Hepsi birbirinden güzeldi benim için. İlk 'Güzel Günler' dizisiyle başladım. Çok izleniyordu, hâlâ da bir sürü yerde görüyorum. 'Aynalı Tahir', 'Serseri' dizileri neredeyse komedi gibiydi. Orada canlandırdığım karakter çok komikti. Sonra 'Köpek' diye bir dizide rol aldım. O büyük bir şanstı benim için, çok güzel bir diziydi. 'Beyaz Gelincik' ile ise başka bir boyuta geçtim diyebilirim. Çıtam değişti. İlk defa kravat taktım, daha salon adamını oynadım. Oyunculuk açısından canlandırdığım tüm rollerin yeri ayrıdır benim için.

* Canlandırdığınız karakterlerin sert bir mizacı var. Gerçekte de öyle misiniz?
İzleyici bizim televizyonda göründüğümüz gibi olduğumuzu düşünüyor. Çok ağır bir rolü oynadığınızda, esprili bir adamsanız şaşırıyorlar. Lokantaya gittiğimde garsona espri yapınca şaşırıyor. 'Allah Allah, bu ne yapıyor?' der gibi bakıyor. Tabii bu çok abartılı, insanı rahatsız edecek düzeyde olmuyor.

* Oyunculuk eğitimi almış biri olarak sektörünüzdeki alaylı oyuncularla ilgili ne düşünüyorsunuz?
Ben o konuda herkes gibi sert düşünmüyorum. Tam tersi herkes oyunculuk yapabilir. İlla gidip okulunu okumak gerekmiyor. Tabii okursan daha iyi ama elektrik meselesi. Kamera insanı ya seviyor ya sevmiyor. Ama tiyatro sahnesinde tabii ki biraz daha fazla bilgi sahibi olmak gerekiyor.

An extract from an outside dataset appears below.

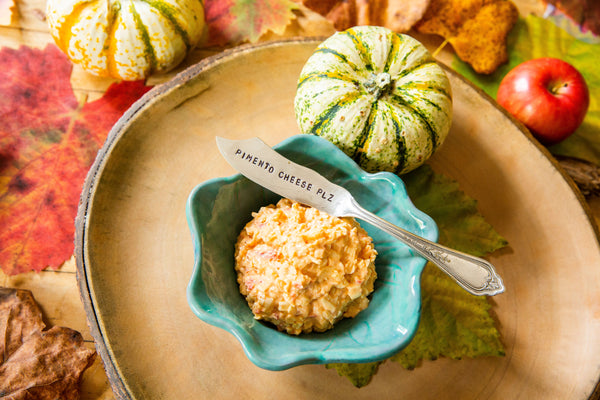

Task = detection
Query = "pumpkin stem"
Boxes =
[363,72,392,100]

* Uzun yıllar tiyatro da yaptınız. Geri dönmeyi düşünmüyor musunuz?
12 yıl çalıştım devlet tiyatrosunda. Sekiz yıl yaşadığım Diyarbakır'da devlet tiyatrosunda çalıştım sonra istifa ettim. Bizim işimizde bazen üç ay deli gibi çalışırsın, bazen dört ay çalışmazsın. Boş olduğum zamanlarda gelip burada, İstanbul'da bir şeyler yapıyordum. İkisini birden bir süre idare ettim. İdare edemediğim zaman istifa ettim.

* Spora vakit ayırabiliyor musunuz?
Elimden geldiğince yüzüyorum. Onun dışında mecbur kalmadıkça spor yapmıyorum. Bakıyorum biraz kilo almışım, hemen başlıyorum. Formumu korumak için çok az yiyorum. Beslenmeme çok dikkat ediyorum tabii, etmezsem şişman biri olurum. Bizim işimiz için çok önemli dış görünüş.

KİMSEYİ KANDIRMAM
* Nasıl az yiyorsunuz?
Ekmek çok yemiyorum. Az kahvaltı ediyorum. Ekmeğin üstüne yağ ve bal koymaktansa üç kaşık balı atıyorum ağzıma. 10 tane zeytinle, bir küçük peynir yiyorum. Öğlen bir tek çorba içiyorum, ekmek yememeye dikkat ediyorum. Akşamları diğer öğünlere göre daha doyurucu bir öğün yiyorum. Böyle bir denge kuruyorum, bu nedenle şimdiye kadar da kilom hiç değişmedi.

* Vazgeçemeyeceğiniz prensipler?
Bu konuda çok da iddialı olmamak lazım. Ama kimsenin kötülüğünü istemem ve asla kandırmam.

* 50 yaşında kendinizi nasıl hayal ediyorsunuz?
Bir teknede çocuklarımla, sevdiklerimle dünya turu yaparken olabilir. Hedefim zaten dünya turu yapmak. Teknem yok ama her yaz tatilimi teknede yaparım. Denizin üstünde olmayı ve sabah uyanır uyanmaz denize atlamayı çok seviyorum.